When working with Salesforce, you’ll often encounter situations where a record in one object needs to be associated with multiple records in another object, and vice versa. This is where Many-to-Many relationships come into play.
In this blog, we’ll explore:
- What Many-to-Many Relationships are
- Why we need them
- How to implement them using Junction Objects
- A practical real-world example
- Diagram to visualize the relationship
1. What is a Many-to-Many Relationship?
A Many-to-Many relationship means that:
- One record from Object A can be related to multiple records in Object B.
- At the same time, one record from Object B can be related to multiple records in Object A.
👉 Example:
- A Student can enroll in multiple Courses.
- A Course can have multiple Students enrolled.
Clearly, a direct relationship is not enough — we need a bridge between them. That’s where Junction Objects help.
2. Why Do We Need a Junction Object?
Salesforce doesn’t provide a direct “Many-to-Many” relationship type. Instead, we achieve it by creating a Junction Object, which acts as a bridge between two objects.
The Junction Object contains two Master-Detail or Lookup Relationships pointing to the two objects we want to connect.
This way:
- The Junction Object becomes the linking record.
- Each record in the Junction Object represents one association between Object A and Object B.
3. How to Create a Many-to-Many Relationship (Step by Step)

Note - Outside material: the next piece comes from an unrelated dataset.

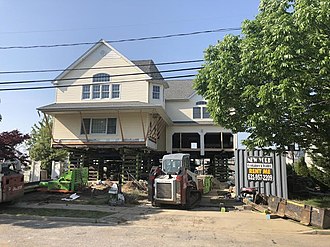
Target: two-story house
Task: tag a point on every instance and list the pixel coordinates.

Let’s implement the Student ↔ Course example:
Step 1: Identify the Objects
- Student (Custom Object)
- Course (Custom Object)
Step 2: Create a Junction Object
- Create a custom object called Enrollment (this will act as the bridge).
Step 3: Add Master-Detail Relationships
- On Enrollment, create a Master-Detail relationship to Student.
- On Enrollment, create another Master-Detail relationship to Course.
Step 4: Result
Now:
- A Student can have multiple Enrollments.
- A Course can have multiple Enrollments.
- Each Enrollment record links one Student with one Course.
4. Real-World Example
Here are a few real-world scenarios where Many-to-Many relationships are useful:
- Students ↔ Courses (Education system)
- Doctors ↔ Patients (Healthcare system)
- Products ↔ Orders (E-commerce)
- Employees ↔ Projects (Work management)
5. Diagram of Many-to-Many Relationship

- Student ↔ Enrollment = One-to-Many
- Course ↔ Enrollment = One-to-Many
- Combined → Many-to-Many (Student ↔ Course)
6. Benefits of Using Junction Objects
- Handles complex relationships easily.
- Provides scalability for real-world scenarios.
- Enables custom fields on the junction (like “Enrollment Date” or “Role in Project”).
- Supports reporting across multiple objects.
7. Key Takeaways
- Salesforce doesn’t allow a direct Many-to-Many relationship
- We achieve it using a Junction Object with two Master-Detail or Lookup relationships
- Junction Objects allow us to store additional information about the relationship itself
- Common in real-world use cases like Students & Courses, Employees & Projects, etc.
🔥 Pro Tip:
If you want more flexibility, you can also use Lookup relationships instead of Master-Detail when creating the Junction Object, depending on your business needs.